Salvager

The compression suit itches, but I can’t take it off to scratch. We wear them to keep our guts inside our bodies while the pressure changes. In training, many years ago, a sleep-deprived trainee hadn’t fastened hers properly and I’d seen her throat turn inside out and flow out of her mouth, filling her helmet with this pink and purple sausage. That pressure test had been scheduled for three hours, so a dozen of us got to share the chamber with the grimmest lesson we’d ever have to learn about spacefaring.

I’m looking out the viewport and trying to catch a glimmer of the wreck we’re approaching. The light angles are all wrong, though, and the hulk is drifting in the shadow of one of the giant asteroids hanging in the void around our ship. Carl has triple confirmed the readings on the sensors and has assured all of us that we’re heading in the right direction. You can’t ever trust the sensors, though. At least, not the ones we could afford.

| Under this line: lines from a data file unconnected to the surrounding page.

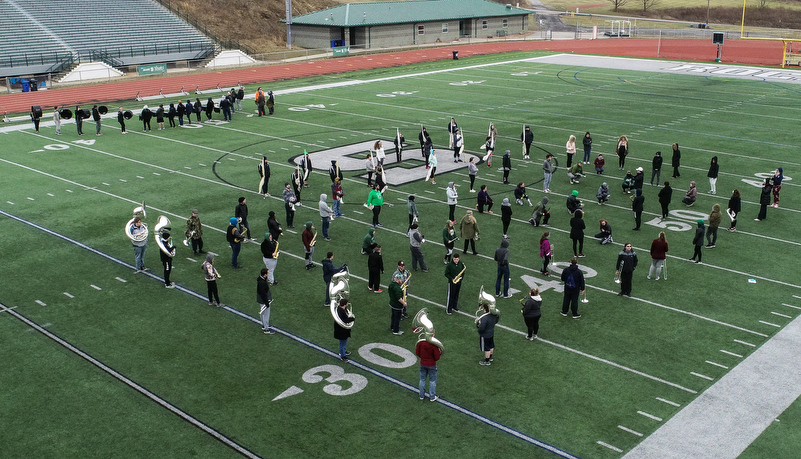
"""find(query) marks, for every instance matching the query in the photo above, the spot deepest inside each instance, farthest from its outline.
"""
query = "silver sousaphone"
(339, 289)
(138, 212)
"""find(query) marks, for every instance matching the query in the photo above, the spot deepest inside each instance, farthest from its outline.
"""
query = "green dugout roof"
(371, 14)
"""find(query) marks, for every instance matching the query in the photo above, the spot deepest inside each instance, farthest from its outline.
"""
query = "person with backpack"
(574, 286)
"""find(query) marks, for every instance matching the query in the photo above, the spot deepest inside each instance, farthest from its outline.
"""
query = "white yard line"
(726, 418)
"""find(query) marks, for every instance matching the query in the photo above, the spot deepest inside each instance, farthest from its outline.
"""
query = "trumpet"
(423, 325)
(163, 224)
(485, 299)
(458, 277)
(142, 236)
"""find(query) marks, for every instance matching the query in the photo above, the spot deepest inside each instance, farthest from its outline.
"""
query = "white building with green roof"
(385, 24)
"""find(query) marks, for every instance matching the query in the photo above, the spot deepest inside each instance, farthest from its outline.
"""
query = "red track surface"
(768, 53)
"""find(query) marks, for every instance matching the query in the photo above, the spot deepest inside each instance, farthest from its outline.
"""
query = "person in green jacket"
(374, 202)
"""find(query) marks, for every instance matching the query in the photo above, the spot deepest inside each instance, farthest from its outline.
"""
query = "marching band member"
(264, 174)
(429, 354)
(405, 275)
(468, 228)
(452, 128)
(415, 240)
(194, 232)
(449, 237)
(308, 238)
(241, 214)
(269, 252)
(486, 333)
(337, 194)
(375, 268)
(413, 213)
(264, 298)
(341, 333)
(211, 277)
(139, 246)
(369, 165)
(296, 180)
(396, 304)
(273, 226)
(374, 202)
(453, 272)
(380, 156)
(399, 139)
(290, 200)
(306, 168)
(328, 273)
(326, 213)
(166, 260)
(234, 238)
(334, 171)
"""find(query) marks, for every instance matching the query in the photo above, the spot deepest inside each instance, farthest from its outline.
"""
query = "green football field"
(99, 361)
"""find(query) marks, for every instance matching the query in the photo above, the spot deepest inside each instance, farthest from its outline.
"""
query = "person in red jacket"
(429, 354)
(658, 249)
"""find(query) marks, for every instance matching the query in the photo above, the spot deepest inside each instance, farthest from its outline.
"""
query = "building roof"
(402, 12)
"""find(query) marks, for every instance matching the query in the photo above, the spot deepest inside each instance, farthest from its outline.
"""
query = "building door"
(464, 29)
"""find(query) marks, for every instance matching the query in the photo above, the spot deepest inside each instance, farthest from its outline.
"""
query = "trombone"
(458, 277)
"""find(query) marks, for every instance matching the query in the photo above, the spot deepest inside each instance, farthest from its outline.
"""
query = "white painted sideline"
(724, 420)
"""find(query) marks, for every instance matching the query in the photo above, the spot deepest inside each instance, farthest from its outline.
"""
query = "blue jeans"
(503, 271)
(326, 223)
(139, 254)
(431, 372)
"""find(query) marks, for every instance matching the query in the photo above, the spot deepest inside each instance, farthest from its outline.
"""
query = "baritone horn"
(485, 299)
(423, 325)
(163, 224)
(340, 289)
(142, 213)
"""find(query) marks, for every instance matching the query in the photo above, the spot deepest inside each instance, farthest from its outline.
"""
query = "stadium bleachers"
(35, 35)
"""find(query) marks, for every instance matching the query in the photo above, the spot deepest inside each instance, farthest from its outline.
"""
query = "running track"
(752, 52)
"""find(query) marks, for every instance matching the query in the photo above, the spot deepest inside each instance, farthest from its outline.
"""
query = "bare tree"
(618, 3)
(647, 4)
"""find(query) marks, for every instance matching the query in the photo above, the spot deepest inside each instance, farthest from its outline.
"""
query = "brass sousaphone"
(423, 325)
(487, 299)
(339, 289)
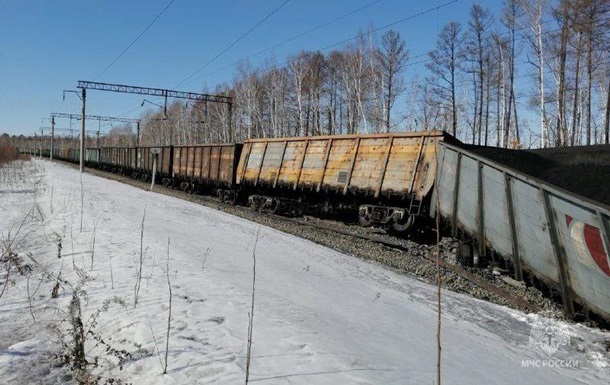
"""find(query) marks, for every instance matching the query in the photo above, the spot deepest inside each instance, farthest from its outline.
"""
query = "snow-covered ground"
(320, 317)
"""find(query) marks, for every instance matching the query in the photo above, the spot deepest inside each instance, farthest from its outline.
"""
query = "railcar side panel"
(552, 234)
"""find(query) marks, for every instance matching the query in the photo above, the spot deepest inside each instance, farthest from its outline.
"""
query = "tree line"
(535, 75)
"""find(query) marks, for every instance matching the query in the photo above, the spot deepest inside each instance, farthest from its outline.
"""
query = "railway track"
(387, 250)
(428, 256)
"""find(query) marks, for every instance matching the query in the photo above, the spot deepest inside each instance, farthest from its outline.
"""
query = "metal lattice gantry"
(165, 93)
(91, 117)
(154, 92)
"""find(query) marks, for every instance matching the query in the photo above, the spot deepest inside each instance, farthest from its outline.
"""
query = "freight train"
(543, 214)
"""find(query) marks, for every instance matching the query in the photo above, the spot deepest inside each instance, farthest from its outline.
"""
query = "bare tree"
(391, 59)
(476, 52)
(444, 68)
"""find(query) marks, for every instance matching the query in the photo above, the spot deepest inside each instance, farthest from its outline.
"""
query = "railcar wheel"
(364, 219)
(465, 254)
(403, 225)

Salvage has been paying my bills for almost twenty cycles now, but experience doesn’t really count for much in this field. You know all you need to know after a three-month course, and provided you keep your compression suit properly zipped up you’re as good at graduation as any veteran. The time you spend on the job then became a counter for how long you’ve managed to go without killing yourself or being killed. It’s horrible work, months at space in cramped quarters with garbage air and garbage food and garbage people to talk to, most of them either foolishly enamored with the siren call of the vacuum or on the run from something they’d done. Which am I? I suppose I had started out as mostly column A but after so many years of living the life I sit squarely in the ‘escaping’ category.

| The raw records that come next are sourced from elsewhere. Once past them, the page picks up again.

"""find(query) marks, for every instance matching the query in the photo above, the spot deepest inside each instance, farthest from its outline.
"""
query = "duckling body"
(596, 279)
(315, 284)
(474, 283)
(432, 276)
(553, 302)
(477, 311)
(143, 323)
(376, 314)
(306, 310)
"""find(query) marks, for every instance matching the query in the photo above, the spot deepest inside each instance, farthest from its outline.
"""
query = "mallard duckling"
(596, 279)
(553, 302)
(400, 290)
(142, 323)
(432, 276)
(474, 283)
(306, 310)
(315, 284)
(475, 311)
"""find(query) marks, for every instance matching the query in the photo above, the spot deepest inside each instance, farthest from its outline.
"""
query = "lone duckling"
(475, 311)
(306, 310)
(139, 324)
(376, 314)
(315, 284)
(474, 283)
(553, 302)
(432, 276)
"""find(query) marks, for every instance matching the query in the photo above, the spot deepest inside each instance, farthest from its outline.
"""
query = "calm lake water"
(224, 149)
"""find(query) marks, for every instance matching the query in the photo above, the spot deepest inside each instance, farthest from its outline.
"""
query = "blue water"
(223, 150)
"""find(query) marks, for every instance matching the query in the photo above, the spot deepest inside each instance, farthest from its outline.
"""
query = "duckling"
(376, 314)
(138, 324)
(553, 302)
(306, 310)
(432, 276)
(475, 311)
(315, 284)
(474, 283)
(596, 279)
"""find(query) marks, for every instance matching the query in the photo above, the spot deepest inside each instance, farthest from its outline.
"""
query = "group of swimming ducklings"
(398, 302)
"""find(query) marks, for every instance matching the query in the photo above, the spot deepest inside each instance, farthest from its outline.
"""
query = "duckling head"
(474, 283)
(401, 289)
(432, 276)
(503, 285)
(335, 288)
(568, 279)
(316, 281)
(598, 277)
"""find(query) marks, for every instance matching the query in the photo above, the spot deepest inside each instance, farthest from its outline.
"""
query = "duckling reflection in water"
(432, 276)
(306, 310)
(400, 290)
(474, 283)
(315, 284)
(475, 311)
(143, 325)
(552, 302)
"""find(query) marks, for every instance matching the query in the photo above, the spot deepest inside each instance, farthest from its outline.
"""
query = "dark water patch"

The airlock intercom snaps, followed by the usual squeal of feedback as Carl adjusts his microphone. “Turning on the floods now. You should be able to see something off the port bow.”

A mechanical thump pounds through the bulkhead and soft vibrations starts pulsing through my helmet. You’d might think that fuel and maintenance, aside from the labor, would be the big costs in operations like this, but you’d be wrong. It’s these moments when we have to use our precious batteries to see into the inky blackness of the vacuum, powering the massive lamps needed to penetrate the eternal night. They’re so blindingly bright that you can’t look straight at them without heavy polarized visors. Get too close to the light arrays during a spacewalk and you can cook inside your suit in seconds. No one ever says that a salvager’s life is one of safety, and the longer I’m at it the more I’m convinced that it’s the constant threat of a quick death that brings most of the crew back for another run.

I can tell the lights are on because their glow suffuses the dust and oil on the viewport. The vacuum outside the ship is clean, though, so the lamps draw no beams. Sometimes you pass through dirty patches of space where the airless void is choked with grit, and you get some really angelic looking rays, but not today. I see something change in the darkness ahead as a leviathan form starts to resolve and take shape, its metal panels catching the light.

Someone whistles behind me, and I notice the massive hole in the side of the ship. Even from our current distance to the hulk it’s clear that whatever broke it did so with great violence.

“It looks like it came from the inside,” someone says. I check again and indeed it does. The cladding of the hull is clearly bent outward, great peels of metal curled tight against the hull like the petals of a dried flower.

“Maybe an engine failure. Or a magazine rupture,” I speculate. I get a bad feeling, something I haven’t had in ages, not since that mess over Arcataur III. Something’s just walked over my grave and I have to take a few deep breaths to shake the sensation. It doesn’t fully leave, though, and I want to be anywhere else but here.

“You’ll have twenty minutes, people,” Carl says. “You know the drill: electronics, mechanicals, and preserved biologicals in that order. Good hunting.” The speaker snaps as he closes the mic and the light inside the airlock dims into nothingness. Four yellow caution lights spin up, one at each corner of the outside door, and there’s an impossibly loud hiss as it starts to iris open. There’s always a slight difference in pressure, again mostly due to the quality of the equipment, and I feel an inexorable pull. Then the door is fully open and we’re staring right into the hungering maw of the vacuum.

My suit still itches as I thumb the controls on my jetpack and push out into space towards the waiting hulk.